YSP,Points,backside,origination fees, underwriting fees, processing fees, broker fees:Right

It looks like most Wholesale Lenders in the Midwest are going to pay a flat 2 points, You will be able to buy up and down the rate and use the funds to pay costs,but no override: Right

Jeff, I have originated loans for 25 years and I have now witnessed a full circle,  The more things change the more they stay the same.

As Billy Joel said: Only the good Die Young, The best will weather this one toooooooooooo!!!!!!!!!!

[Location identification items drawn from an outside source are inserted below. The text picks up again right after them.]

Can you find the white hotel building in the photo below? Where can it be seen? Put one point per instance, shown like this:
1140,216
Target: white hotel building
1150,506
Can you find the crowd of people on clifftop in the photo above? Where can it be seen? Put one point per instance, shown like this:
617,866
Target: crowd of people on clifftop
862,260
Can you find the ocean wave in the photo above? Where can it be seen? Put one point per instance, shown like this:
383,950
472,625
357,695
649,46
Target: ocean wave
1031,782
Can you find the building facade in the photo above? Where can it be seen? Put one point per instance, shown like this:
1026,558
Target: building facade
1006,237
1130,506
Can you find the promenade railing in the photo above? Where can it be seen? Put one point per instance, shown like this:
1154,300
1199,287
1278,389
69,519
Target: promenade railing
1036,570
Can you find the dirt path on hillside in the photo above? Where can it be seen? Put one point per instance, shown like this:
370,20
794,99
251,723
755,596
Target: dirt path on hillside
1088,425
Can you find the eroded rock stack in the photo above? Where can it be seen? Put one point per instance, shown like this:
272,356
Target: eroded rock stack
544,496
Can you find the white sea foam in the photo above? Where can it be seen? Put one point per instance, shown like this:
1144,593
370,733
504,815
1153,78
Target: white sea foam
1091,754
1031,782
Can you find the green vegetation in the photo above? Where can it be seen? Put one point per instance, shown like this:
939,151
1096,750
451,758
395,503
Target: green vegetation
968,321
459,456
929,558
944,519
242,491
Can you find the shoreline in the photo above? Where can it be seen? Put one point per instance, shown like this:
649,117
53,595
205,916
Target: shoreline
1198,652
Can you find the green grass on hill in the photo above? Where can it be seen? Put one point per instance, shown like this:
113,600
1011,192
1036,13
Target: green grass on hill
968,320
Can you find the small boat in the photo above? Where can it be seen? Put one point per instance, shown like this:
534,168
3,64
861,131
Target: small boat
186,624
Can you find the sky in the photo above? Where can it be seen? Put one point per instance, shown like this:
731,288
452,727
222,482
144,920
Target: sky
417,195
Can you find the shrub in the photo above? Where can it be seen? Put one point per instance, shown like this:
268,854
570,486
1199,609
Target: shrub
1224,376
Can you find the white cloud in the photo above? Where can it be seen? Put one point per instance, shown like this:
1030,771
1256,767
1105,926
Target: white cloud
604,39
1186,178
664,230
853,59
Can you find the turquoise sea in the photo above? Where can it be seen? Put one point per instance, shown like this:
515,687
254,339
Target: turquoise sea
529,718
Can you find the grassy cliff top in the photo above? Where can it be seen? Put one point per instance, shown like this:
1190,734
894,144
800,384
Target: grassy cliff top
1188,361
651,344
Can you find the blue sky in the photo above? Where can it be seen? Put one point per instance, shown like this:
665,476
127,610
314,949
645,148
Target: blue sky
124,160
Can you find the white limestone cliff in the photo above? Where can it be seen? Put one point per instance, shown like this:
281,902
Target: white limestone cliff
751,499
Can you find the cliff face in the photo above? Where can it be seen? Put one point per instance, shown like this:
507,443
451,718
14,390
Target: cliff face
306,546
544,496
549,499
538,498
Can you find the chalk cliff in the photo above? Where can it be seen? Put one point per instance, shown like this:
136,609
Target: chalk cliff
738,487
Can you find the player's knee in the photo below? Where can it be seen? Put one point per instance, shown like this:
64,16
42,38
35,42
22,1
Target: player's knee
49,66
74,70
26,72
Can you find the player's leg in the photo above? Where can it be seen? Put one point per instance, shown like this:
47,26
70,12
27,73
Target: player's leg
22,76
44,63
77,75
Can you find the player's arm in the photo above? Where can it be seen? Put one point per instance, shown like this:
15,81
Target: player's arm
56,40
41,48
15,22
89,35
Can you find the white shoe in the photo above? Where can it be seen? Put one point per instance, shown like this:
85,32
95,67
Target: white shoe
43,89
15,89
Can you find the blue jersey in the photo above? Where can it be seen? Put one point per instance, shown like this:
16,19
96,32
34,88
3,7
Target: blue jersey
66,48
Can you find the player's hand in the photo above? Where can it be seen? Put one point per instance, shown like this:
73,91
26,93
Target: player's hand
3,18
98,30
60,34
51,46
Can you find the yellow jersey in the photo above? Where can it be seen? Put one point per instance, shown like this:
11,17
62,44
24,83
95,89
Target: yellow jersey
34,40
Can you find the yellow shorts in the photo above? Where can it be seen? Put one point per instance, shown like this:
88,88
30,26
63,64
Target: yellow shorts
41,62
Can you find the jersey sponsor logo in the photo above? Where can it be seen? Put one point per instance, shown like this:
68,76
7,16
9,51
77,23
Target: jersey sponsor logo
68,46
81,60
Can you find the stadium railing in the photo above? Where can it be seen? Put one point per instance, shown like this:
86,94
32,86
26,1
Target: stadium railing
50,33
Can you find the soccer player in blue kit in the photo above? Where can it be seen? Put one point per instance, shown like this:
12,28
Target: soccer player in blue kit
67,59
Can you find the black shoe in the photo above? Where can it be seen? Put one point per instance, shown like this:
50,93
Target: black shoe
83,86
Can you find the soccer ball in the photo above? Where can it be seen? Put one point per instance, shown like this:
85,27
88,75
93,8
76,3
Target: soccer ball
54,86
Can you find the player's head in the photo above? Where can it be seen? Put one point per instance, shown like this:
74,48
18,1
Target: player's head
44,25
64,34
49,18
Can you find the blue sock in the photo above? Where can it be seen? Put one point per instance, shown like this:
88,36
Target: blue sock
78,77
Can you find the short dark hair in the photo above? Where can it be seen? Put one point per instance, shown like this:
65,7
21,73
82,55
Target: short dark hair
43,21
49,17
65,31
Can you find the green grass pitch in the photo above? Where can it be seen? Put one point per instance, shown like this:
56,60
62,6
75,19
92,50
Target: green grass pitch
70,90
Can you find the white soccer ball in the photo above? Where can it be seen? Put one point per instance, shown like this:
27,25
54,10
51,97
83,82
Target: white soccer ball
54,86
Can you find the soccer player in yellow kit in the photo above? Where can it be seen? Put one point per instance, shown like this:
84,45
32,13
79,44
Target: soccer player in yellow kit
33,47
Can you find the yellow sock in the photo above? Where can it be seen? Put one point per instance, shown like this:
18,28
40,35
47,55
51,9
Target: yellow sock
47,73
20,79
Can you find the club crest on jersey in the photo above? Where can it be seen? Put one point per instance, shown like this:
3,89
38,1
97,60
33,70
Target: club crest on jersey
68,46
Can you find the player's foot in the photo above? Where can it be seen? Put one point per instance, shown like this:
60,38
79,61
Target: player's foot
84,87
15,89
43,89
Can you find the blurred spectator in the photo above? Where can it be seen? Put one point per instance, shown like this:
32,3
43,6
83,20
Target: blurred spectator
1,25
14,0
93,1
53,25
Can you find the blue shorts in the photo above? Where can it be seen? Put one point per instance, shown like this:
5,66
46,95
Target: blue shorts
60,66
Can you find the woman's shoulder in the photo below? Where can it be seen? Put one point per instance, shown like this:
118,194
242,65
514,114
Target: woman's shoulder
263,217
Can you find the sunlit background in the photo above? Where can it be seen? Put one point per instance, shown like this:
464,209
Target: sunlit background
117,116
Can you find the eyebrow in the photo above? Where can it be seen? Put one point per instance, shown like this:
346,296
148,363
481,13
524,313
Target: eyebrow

Posted by Thomas Tom Carpenter (VanDyk Mortgage Corporation) almost 10 years ago


JANET... comment # 31... . as you and I know, this was a select number of loan officers and some of them are still in the business. I guess what is truly misunderstood about YSP is that you can't see it as one could see a television when buying one. We know a profit margin has to be built into the sales price. That the tv had to pass hands... and people accept this. With YSP... people and some realtors think that we should just hand over the difference, that we will still get paid.. and that is absolutely false. I don't care what credit unions do... if they were the best, wouldn't everyone be going to Credit Unions? Most Credit Unions act as a big bank also.. and they aren't really cheaper and get the money from the same place, unless they want to portfolio their own stuff... bank it themselves. Besides,.. sorry, but many that work at a credit union only know vanilla stuff, don't have a place or know how to tackle the hard loans. It's a fact.  thanks for coming back and adding to this discussion.

RUSS... . very good.. someone not only understands this, but read what I wrote. Yes, basically if you don't have YSP, you will now need to pay for the pricing up front and my profit margin. And you bring up SRP's, which anyone gets also... but it's the sum of both the SRP and the YSP that allows any lender or bank to offer a different scale of rates. If we talk any or all of that away, as you stated, the buyer will just need more cash to close with. It will be interesting times by the summer time. thanks for your feedback.

GARY... . it will get tougher on some avenues... and thanks for the polite compliment. As far as reblogging, not sure why that feature has been disabled or not working.. thanks

ANDREW...comment # 35. . I guess I will be writing a blog post on brokers and bankers... sadly enough, both sides were scamming the buyer. I knew of mortgage bankers that had sweat shops that were raking buyers over the coals. Most of those people are out of the business now. They didn't take this job seriously and it was easy money at the time. And I am glad that you are only doing one job... sorry for those that do both, but it irks me on how one can think they can do both very well. Maybe if they weren't busy and did 2 buyers a month in real estate and maybe 1 or 2 mortgages... and didn't prospect and anything else. Lastly, you stated this...   "Jeff is one of the good guys that will figure it out and still earn his clients respect."  - lol  yea, but at whose cost?  If this gets worse, I might have to find something else. I think I am to valuable to keep making nickles and dimes for what I do and how I educate others. It might sound conceited and that I have an ego.. but I do know that I work for the consumer and that I try and educate them.  thanks for the kind words...

JOSEPH.... . I hope it doesn't get harder... it's wearing on me.. lol  Seriously though.. I am tired of the CEO bonuses based on bogus performances... and that the gov't needs to back off some. This so-called greed was around from the late 90's to 2006... why didn't they intervene back then?  Because we had no major messes and or issues. Now they jump in with both feet pounding away. They got to harsh in my opinion... thanks for your input and for the compliment.

MISSY... . yes, and thank you.. and yes, good discussion for the most part. thanks for stopping back.

NICK... comment # 38.. . if I understand correctly, why does the left side have more upfront cash than the right side? As I explained to someone above.. I wanted to show that the person who has less cash will be hurt even more. And in some cases, actually need more money. And just for the fact that this can take away from a buyers reserves, which I think are more important... just for emergencies.  thanks and I hope that helps some.